From these figures, one might conclude that an immediate ban on aerosols containing fluorocarbons is justified, but there are a number of very clear advantages of aerosols propelled by fluorocarbons. First, they have boiling points well below room temperature and the content's pressure remains relatively constant throughout use. This results in consistent aerosol particle size, spray pattern, and throw. Second, they produce a very fine dispersion of the active ingredient. Third, they are odorless and stainless. Fourth, they are nonflammable even in blends with significant concentrations of flammable solvents. Fifth, they enjoy one of the least toxic ratings for any chemical. Sixth, they are unusually inert and have a long shelf life.

Alternative propellants have a number of drawbacks. For example, hydrocarbon propellants have many of the same characteristics and are less costly, but they are highly flammable. Compressed gases such as nitrogen, nitrous oxide, or carbon dioxide lose propellant pressure as the active ingredient is consumed. Mechanical spray pumps cannot easily achieve uniform dispersion of tiny spray particles. Thus, the substitution of other propellants or dispensing techniques would be accompanied by a loss of convenience, efficiency, and possibly safety to the consumer.

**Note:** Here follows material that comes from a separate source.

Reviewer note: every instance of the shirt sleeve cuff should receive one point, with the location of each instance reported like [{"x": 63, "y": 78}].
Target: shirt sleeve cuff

What would be the costs associated with the two-year delay suggested by the report? The academy committee specifically addressed this question. Basing its conclusions on an ultimate ozone reduction of 7 percent, it calculated that if fluorocarbon use and release were reduced 50 percent in 1979 rather than in 1977 the delay would alter the ozone reduction at any later date by no more than one-sixth of 1 percent. The estimated health effects of delay are extremely small—perhaps fewer than five deaths per year after more than 100 years.

With regard to climatic effects, the academy found that whether a halving of fluorocarbon use and release were to take place in 1977 or 1979, the total amount of fluorocarbons in the atmo-sphere would be altered by no more than 10 percent of the amount now present—an amount whose climatic effects are "probably undetectably small." Finally, the Academy report concluded: "Selective regulation of CFM uses and releases is almost certain to be necessary at some time and to some degree of completeness. Neither the needed timing nor the needed severity can be reasonably specified today. Costs of delay in decision are small, not more than a fraction of a percent change in ozone depletion for a couple of years' delay. Measurement programs now under way promise to reduce our uncertainties quite considerably in the near future."